The poster was published last week as the party launched its campaign ahead of elections on 22 May.
It features a builder in hi-viz vest and a hard hat begging on the street next to the slogans "EU policy at work" and "British workers are hit hard by unlimited cheap labour".
But it has emerged the man featured on the poster is Irish actor Dave O'Rourke, prompting Conservative MP Bob Neill to criticise the party.
He said: "I think it is pretty hypocritical of UKIP. They always like to say 'we are not part of the political establishment', they like to claim they are the party of ordinary people.
"They are using a trick most other parties stopped using long ago, because they get found out doing it.
"As far as I am aware, we always use genuine people in our adverts."
UKIP director of communications Patrick O'Flynn insisted in a statement the use of actors was "totally standard practice" in political campaigns.
He pointed to the Tories' use of actors when William Hague ran the party.
He said: "The vast majority of people used in political poster campaigns are actors.

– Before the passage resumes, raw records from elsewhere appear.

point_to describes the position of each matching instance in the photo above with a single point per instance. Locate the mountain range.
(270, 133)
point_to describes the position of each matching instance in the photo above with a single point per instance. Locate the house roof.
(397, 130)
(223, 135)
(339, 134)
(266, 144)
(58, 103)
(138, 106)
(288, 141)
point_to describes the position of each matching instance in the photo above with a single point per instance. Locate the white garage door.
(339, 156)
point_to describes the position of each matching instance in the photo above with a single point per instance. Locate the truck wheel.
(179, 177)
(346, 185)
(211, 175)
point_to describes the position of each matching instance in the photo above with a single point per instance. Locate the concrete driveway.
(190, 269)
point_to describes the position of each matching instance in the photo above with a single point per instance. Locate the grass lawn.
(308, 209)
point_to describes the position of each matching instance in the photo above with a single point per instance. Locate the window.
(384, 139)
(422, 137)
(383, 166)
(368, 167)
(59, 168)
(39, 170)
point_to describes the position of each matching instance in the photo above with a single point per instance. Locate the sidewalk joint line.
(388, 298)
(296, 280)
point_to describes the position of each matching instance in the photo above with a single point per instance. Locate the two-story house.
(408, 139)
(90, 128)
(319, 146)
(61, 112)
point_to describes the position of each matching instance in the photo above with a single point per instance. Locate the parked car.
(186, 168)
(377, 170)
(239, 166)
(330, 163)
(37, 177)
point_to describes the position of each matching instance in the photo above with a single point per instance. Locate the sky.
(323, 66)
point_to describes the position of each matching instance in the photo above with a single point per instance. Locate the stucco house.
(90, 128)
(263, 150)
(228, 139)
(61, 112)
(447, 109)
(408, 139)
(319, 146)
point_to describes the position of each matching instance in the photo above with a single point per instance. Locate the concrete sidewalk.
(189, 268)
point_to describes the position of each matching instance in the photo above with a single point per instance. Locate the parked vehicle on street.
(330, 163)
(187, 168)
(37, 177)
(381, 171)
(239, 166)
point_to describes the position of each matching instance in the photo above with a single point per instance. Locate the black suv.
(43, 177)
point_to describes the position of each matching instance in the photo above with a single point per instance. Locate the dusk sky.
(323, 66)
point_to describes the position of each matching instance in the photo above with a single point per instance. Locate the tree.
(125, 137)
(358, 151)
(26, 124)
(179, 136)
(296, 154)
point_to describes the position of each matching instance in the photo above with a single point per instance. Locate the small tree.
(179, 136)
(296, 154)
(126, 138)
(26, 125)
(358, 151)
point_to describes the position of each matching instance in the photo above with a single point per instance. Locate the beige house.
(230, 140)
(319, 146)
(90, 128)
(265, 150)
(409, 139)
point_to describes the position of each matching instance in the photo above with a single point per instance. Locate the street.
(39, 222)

It is totally standard practice.
"It is nonsense for the Conservative Party to try and depict this as anything out of the ordinary. For example, the people depicted in the Conservatives' "You paid the taxes..." campaign under William Hague were actors.
"So, Bob Neill needs to go and berate the Foreign Secretary if he really thinks there is anything wrong with this. Of course he won't because this is pure Tory party humbug.
"I would suggest that the only substantive difference between our poster campaign and Mr Hague's is that ours is proving popular and successful while his was followed by a landslide defeat."
The latest row over UKIP's European election campaign emerged after leader Nigel Farage admitted problems with the party's vetting procedures.
UKIP was yesterday forced to suspend a council candidate featured in its latest election broadcast for expressing "repellent" racist and anti-Islamic views on social media.